- “Günümüzde gladyatörlük mesleğine - eski Roma’da öldürme sanatı gerçek anlamda bir meslekti çünkü - en yakın uğraşın, yazarlık olduğunu düşünüyorum” yazmışsınız. Ayrıca “Ölümü her kalem oynatışta biraz daha yakında hissetmek” neden?

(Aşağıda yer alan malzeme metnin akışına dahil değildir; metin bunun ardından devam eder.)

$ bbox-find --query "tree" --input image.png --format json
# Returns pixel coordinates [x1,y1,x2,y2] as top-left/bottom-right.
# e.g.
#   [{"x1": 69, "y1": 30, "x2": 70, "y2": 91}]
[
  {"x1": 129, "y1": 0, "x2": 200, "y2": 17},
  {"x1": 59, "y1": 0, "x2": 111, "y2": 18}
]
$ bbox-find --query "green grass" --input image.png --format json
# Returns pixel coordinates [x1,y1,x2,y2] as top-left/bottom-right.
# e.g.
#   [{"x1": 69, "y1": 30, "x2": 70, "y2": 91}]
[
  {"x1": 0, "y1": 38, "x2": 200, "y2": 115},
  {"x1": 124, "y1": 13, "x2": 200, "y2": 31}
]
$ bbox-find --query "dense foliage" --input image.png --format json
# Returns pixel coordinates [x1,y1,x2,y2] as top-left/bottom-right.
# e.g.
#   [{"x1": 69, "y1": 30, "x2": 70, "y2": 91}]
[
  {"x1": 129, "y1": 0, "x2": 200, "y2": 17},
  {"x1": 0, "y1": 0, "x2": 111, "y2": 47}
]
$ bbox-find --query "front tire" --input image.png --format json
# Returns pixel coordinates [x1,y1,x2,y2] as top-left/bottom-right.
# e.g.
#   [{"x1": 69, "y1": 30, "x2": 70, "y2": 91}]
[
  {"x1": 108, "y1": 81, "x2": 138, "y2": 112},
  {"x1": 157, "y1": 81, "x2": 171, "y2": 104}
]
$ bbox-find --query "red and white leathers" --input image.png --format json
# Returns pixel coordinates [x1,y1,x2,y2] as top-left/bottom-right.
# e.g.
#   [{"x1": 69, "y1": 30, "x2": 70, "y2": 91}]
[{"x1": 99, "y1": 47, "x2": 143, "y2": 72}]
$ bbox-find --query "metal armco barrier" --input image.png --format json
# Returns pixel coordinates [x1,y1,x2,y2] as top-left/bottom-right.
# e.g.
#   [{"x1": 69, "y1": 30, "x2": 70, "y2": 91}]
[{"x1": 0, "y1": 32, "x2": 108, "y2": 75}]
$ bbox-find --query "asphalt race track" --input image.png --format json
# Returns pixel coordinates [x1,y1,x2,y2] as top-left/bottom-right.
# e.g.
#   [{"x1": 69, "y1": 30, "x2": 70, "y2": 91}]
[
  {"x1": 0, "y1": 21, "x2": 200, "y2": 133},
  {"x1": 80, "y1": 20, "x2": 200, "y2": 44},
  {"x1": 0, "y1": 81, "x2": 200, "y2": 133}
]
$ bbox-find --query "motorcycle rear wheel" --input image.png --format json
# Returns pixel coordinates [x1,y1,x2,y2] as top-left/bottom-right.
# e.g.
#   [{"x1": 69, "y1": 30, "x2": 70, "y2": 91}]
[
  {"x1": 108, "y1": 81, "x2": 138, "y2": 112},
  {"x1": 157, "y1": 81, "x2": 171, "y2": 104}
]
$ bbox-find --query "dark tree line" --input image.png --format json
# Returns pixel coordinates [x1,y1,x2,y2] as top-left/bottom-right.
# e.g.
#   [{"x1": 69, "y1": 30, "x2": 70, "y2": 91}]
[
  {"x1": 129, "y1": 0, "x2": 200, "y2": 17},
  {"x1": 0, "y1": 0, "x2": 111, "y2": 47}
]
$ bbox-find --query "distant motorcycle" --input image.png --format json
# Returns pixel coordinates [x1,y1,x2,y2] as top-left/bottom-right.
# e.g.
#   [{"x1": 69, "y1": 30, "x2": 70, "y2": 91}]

Eski Roma’da gladyatörler ölüme mahkûm insanlardı, bazıları eceliyle ölmüş olsa da. Ölümle burun buruna yaşıyorlardı. Ölmemek için öldürmek zorundaydılar. Günümüzde yazarın konumu gladyatörlerinkinden pek farklı sayılmaz. Yazar, konumu gereği iktidarın, güçlünün hedefinde çünkü. Ve risk alıyor, eğer doğruları yazmak gibi bir amacı varsa. Yazma eylemi yalnızlık da gerektirir, sözcüklerle baş başasınız, dil içinde ve dış dünyaya rağmen hayal gücünüzden yola çıkarak bir kurmaca yaratmak durumundasınız. Bu tür yalnızlık da bir tür ölüm sayılır. Dünyayı yazmak için dünyadan, gerçekliğin çekiminden vazgeçmek gibi bir şey.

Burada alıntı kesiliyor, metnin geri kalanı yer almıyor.